The vote on June 21 was for the budget only; the bus replacement proposition back in May passed with 704 “yes” votes to 597 “no” votes, achieving the simple majority voter approval rate it required. The district will purchase seven 65-passenger buses, one 29-passenger vehicle and one eight-passenger van at a cost of $937,803, with almost 60 percent of the cost covered by state transportation aid. The remaining $383,561 will be funded through local taxes, an impact that will not be felt by taxpayers until the 2017-18 budget, when it will add a maximum of $6 per year (for five years) per $100,000 of assessed home value.

Trustees Tom Miller and Sue Gilmore were reelected in May to their seats on the Board of Education for a third three-year term each, beginning July 1. The new vote also did not affect their election.


The approved budget reflects a tax levy increase of .5861 percent, bringing it in at just under the .59 percent increase allowable in Highland without having to resort to supermajority voter approval. The budget eliminated $133,211 allotted in the first budget for salaries to fill three full-time positions made available by retirement: a teaching position at the elementary school, a physical education teacher at the middle school and a teaching assistant position. (There is also a vacant custodial position that will not be filled, but that was already accounted for.) Fund balance formerly designated to reduce debt and augment the capital reserve was reallocated to reach the levy limit.

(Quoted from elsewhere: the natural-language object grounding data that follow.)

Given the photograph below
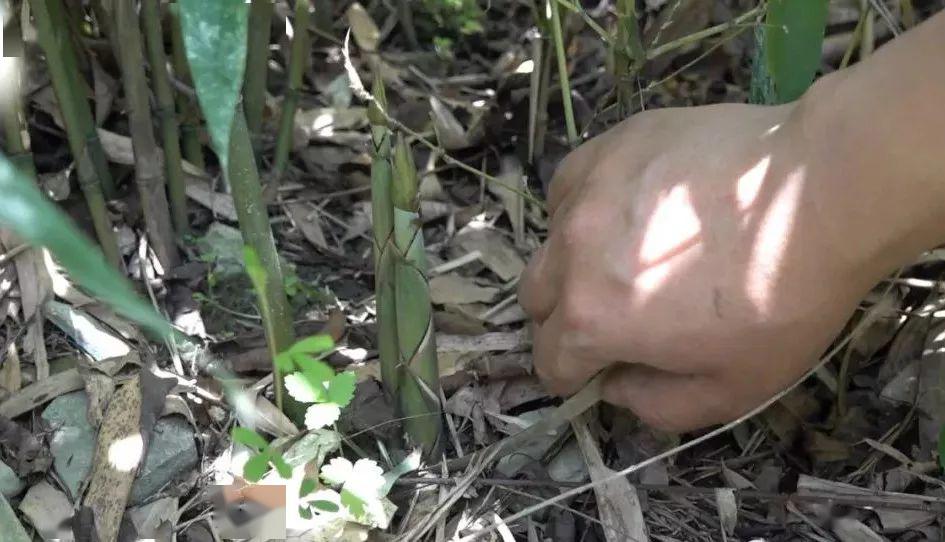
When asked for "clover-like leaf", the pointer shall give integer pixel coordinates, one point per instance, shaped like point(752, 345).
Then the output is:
point(282, 467)
point(315, 344)
point(341, 388)
point(337, 471)
point(321, 415)
point(248, 437)
point(256, 467)
point(303, 389)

The budget reflects an increase of 2.5 percent over the 2015-16 total budget. It calls for a tax levy of $26,051,044, which will cost taxpayers with a home assessed at $100,000 approximately $13 per year more than what they pay now; for those with a home assessed at $200,000, the figure will be approximately $26 per year. An average homeowner with a $300,000 assessed value would see an estimated tax increase of $3.25 per month.

An additional challenge the Highland district faced in budget development this year was an increase in the costs of mandated (and necessary) special education services, which rose from $822,000 this year to $1,047,000 for 2016-17. The costs for the BOCES budget of $1,135,000 this year also went up, to $1,425,000. And while the Gap Elimination Adjustment (GEA) legislation enacted to balance a state budget deficit seven years ago has ended, restoring $711,610 in funding this year to Highland, the district’s state aid “foundation” formula has been frozen since 2008, resulting in the district receiving $17,000 in foundation aid this year rather than the $2 million it would have received had the formula been restored.